幽霊:言語道断のことをいひをる、最期も云ふことなく此の世を去れようもないでござろう。この棺桶は閻魔も御存知なされた、それがしの秘密が明かされし時こそのものにござる。恨めしや。

サウスバード:みなみちゃーん

会長:おお、おお。サウスバードとは珍なる鳥でござる。これはこの辺りに住まい致す鳥でござったか。あああ、なんと汚き泣き声。みなみちゃんにタッチタッチしたいでござる。

幽霊:これこれ、御前におりまする幽霊が汝を呼び出すは別なる事でもない。今晩暇があるによって、汝は大義ながら、地獄の底へ行て赤鬼、青鬼に甚振られてこい。

―――中略―――

幽霊:あのなー何でもない奴、退りおろ。

会長:ハァー。

幽霊:エーィ。

会長:ハァー。】


「これは僕の講談とは掛け離れている」ハリネズミは嘆息しながら卑弥呼に渡す。

「これは少々振い過ぎてる」卑弥呼は朱莉ちゃんに渡す。

 朱莉ちゃんは「なああるほど」と言ってシロに返す。 

 クロは相変わらず食っている。

「皆さん御分りにならないのは当然で、百年前の台本と現代のは違いますから。この頃は殆ど現代口語で演じる狂言師も出てきていますから、尚更分からなくなっています。書いた本人でもここがどうこう言われても、そこはこうだと説明できないのです」

 思いつきで書いたとしか解釈できん物である。

 それを見てくれと持ってきておいて、見せてからはアアダコウダと言い訳じみた解説を加えておる。

 書いてしまえば後は無責任に放置しても済まされると思い込んでいる。

 説明しなければ分からん様な物を作るんじゃない。アホタリが。

「狂言かもしれないけど、半端な終わり方ね」卑弥呼が言うと、ハリネズミが「二幕は必要だよね」簡単にシロの言い訳解説を打ち消した。

 結局、シロはこれから先をどうしていいものか案が出て来ないで、ハリネズミにそっくり台本の書き直しを御願いした。

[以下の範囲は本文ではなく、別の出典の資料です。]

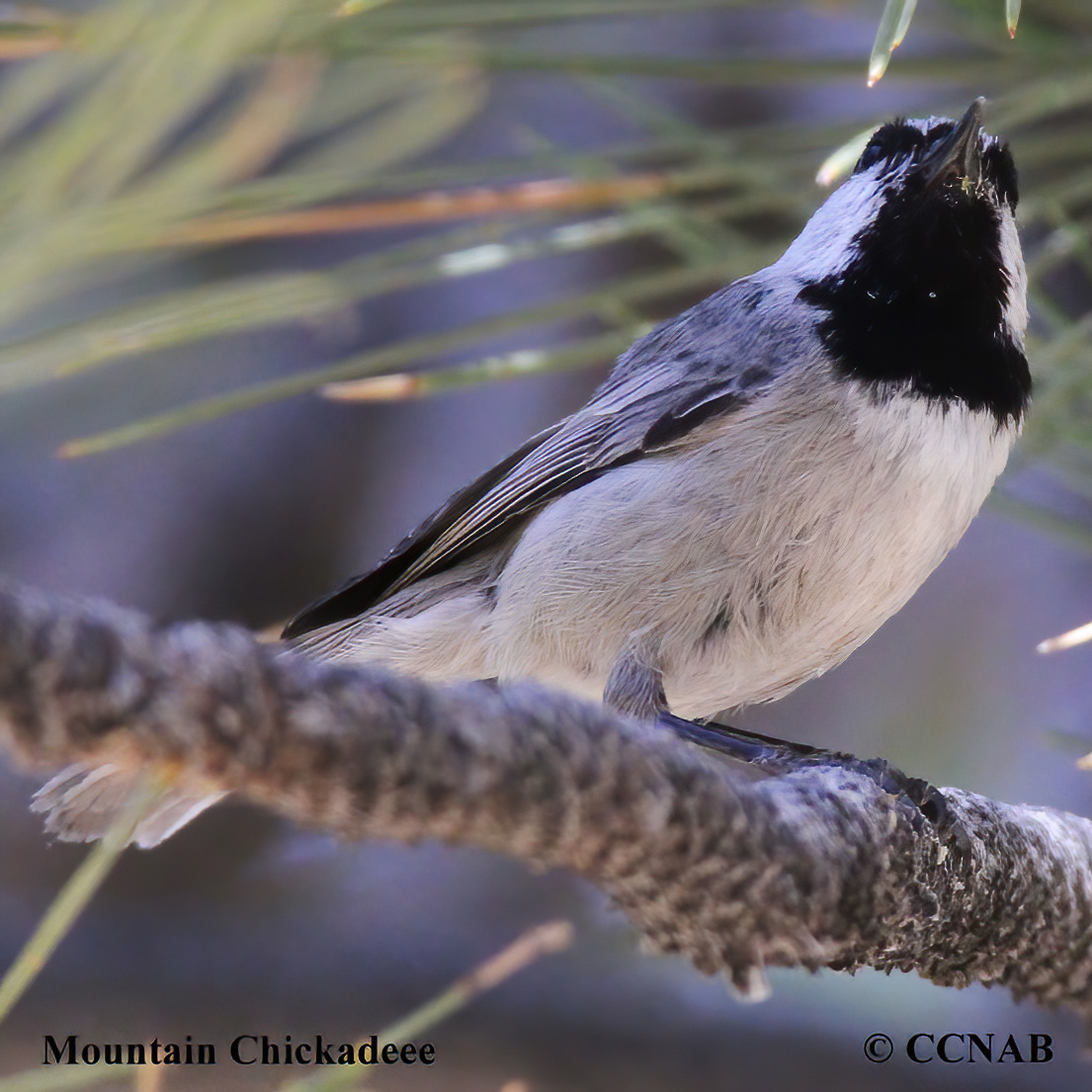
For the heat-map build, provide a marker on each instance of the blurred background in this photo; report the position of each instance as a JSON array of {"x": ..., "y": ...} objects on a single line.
[{"x": 461, "y": 211}]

 元々、この話でクランク商事の会長を驚かしてやろう程度の事しか考えていなかったから、作者の名が知れて後からとやかく言われるくらいなら、ハリネズミに丸投げした方が得策とシロは踏んだ。

 ハリネズミは何と思ったか、ふいと立って朱莉ちゃんのパソコンを借り、人間離れした速さでキーボードを打ち始めた。

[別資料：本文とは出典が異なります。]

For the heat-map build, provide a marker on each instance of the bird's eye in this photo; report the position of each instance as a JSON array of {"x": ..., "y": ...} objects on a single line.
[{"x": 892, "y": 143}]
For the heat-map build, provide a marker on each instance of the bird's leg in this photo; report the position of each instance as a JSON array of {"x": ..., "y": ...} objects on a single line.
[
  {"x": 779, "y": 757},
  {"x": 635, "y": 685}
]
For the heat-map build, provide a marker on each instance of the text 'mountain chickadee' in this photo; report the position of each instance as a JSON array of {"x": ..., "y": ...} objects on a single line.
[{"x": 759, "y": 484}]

「城嶋君の台本も参考にしたから、これは二人の合作として演じてもらおう」と言いながら、シロに書き上がった台本を見せると、些かどころではない。

 完全に正気の沙汰ではないものが出来上がっている。

 シロは合作連名に強く反対する。


「天然木瓜居士の墓碑銘まで作って、これじゃ公開処刑じゃないですか」

「まあ、黙っていなさい。城嶋さん、これは決して合法のものではありませんが、幽霊がやる事ですから微妙に我等は無罪です」

「是非そう願いたいです。それでなくとも死刑囚なんですから」

「君達もついでに聞き給え」

「ついででなくても聴きますよ。長い物じゃないでしょう」

「そうさなー原稿用紙で何枚かと聞かれると答え難いが、長くはないよ」

 ハリネズミはいよいよ創りたての台本を両手で広げ、小学生が作文を読む体で読み上げる。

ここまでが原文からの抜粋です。